The hospital extended its reach into the community by providing testing to at-risk populations. Partnerships with the City of Boston and surrounding communities, such as Chelsea, which became a hotspot city, were formed. Ambulance services would perform testing on individuals housed in densely populated apartment complexes, group homes, correctional facilities, and other sites where contact tracing had identified clusters of infected individuals. The results management APPs were tasked with providing results to these at-risk populations, which required the development of new processes and workflow to communicate to populations with limited telephone access and who were not signed up for or did not utilized the hospital’s electronic medical record portal.
Often exceeding 200 tests per day, APPs worked for up to 8 hours a day, 7 days a week. Education materials in both English and other languages were provided to guide those with both positive and negative results. The APPs were fundamentally prepared for this type of counseling and results management. Often, patients needed an interpreter to help convey the clinical information if the APP was not certified bilingual staff. Many patients needed clinical documentation in the form of a letter for leave from or return to work, or for upcoming travel plans.
Many patients in the most at-risk and hardest hit communities could not self-isolate due to limited living space with multiple family members. In collaboration with several area hotels, the hospital created isolation rooms for patients who were COVID-19 positive but did not require acute clinical care. Selection criteria for inclusion and processes for arrival and discharge were developed. Individuals needed to be able to perform activities of daily living and medication administration independently.
APPs who worked in the isolation hotels participated in reviewing patient care needs, providing onsite clinical assessments, coordinating transfers to higher levels of care as symptoms progressed, providing patient education, and facilitating the flow of information to families of the housed individual while supporting the emotional health of those with limited contact to their social system.
The hotel was staffed 24 hours per day, 7 days a week with APPs from the hospital’s global disaster response team and APP faculty from its affiliate graduate school, the Massachusetts General Hospital Institute of Health Professions. There were 18 NPs and 3 PAs who had prior experience caring for families and adults. The hotel lobby housed a temporary urgent care clinic from where APPs conducted admission interviews as well as managed episodic care needs and provided health education.
Bundled Response for Access (COBRA)
The hospital introduced a new APP role to perform vascular and enteric access procedures throughout the intensive care units (ICUs) during the pandemic. The COBRA APP team was designed to minimize infectious exposure and preserve personal protective equipment. These APPs had demonstrated experience in securing venous access, central line placements, and catheter insertions for dialysis, paracentesis, and thoracentesis.
The COBRA team was staffed 24 hours a day, 7 days per week and reached by hospital pager or a request for consult in the electronic medical record. An interventional radiology NP who was proficient in central line and PICC placements was part of the team. As such, the APP did not require any specific training. The maximum number of procedures performed was 25 on 20 patients in a 24 hour period. The team participated in formal orientation and daily huddles.
Opportunities and Challenges
The creation of new APP roles was the result of the changing needs of our patients during the pandemic as well as the need to support parts of our delivery system that were expected to be overused, like the ED and ICU and those that would no longer have access to patients due to state-mandated shelter in place restrictions, like ambulatory care. Managing the availability of clinicians and anticipated system overload associated with patient surges presented opportunities and challenges for each of the new roles.
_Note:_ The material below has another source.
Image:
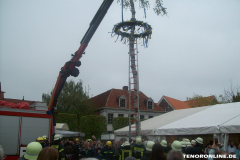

Providing access to community resources for food and housing issues required case management APPs to share information verbally, send links through social media, and connect with patients on the hospital’s electronic portal. All groups utilized telephone and video connections, which necessitated quickly gaining proficiency in a variety of software meant to ensure patient privacy and confidentiality. Through it all, APPs had to be vigilant about accurately assessing patient symptoms and providing the appropriate amount and type of education so as not to overwhelm and make patients more fearful. During this time, immigrant populations were particularly reserved about providing information related to living situations and household members which required APPs be sensitive to and aware of other influences on patients’ health status.
Except for the RIC and screening and testing APP roles, there was an opportunity for APPs to work remotely. Patients for which telehealth methods were available appreciated APPs reaching out to them. The APPs became adept at telephone visits, video conferencing, and written communications through the electronic portal.
Technical issues arose for all APPs who assumed roles outside their usual departments related to access to patient level data due to electronic medical security access within our hospital. Some processes newly designed within the system did not work as expected because there was limited time for robust testing prior to implementation. Errors in patient level data resulting from other role groups being redeployed to support other operations, like entering test results from external laboratories, impacted workflow.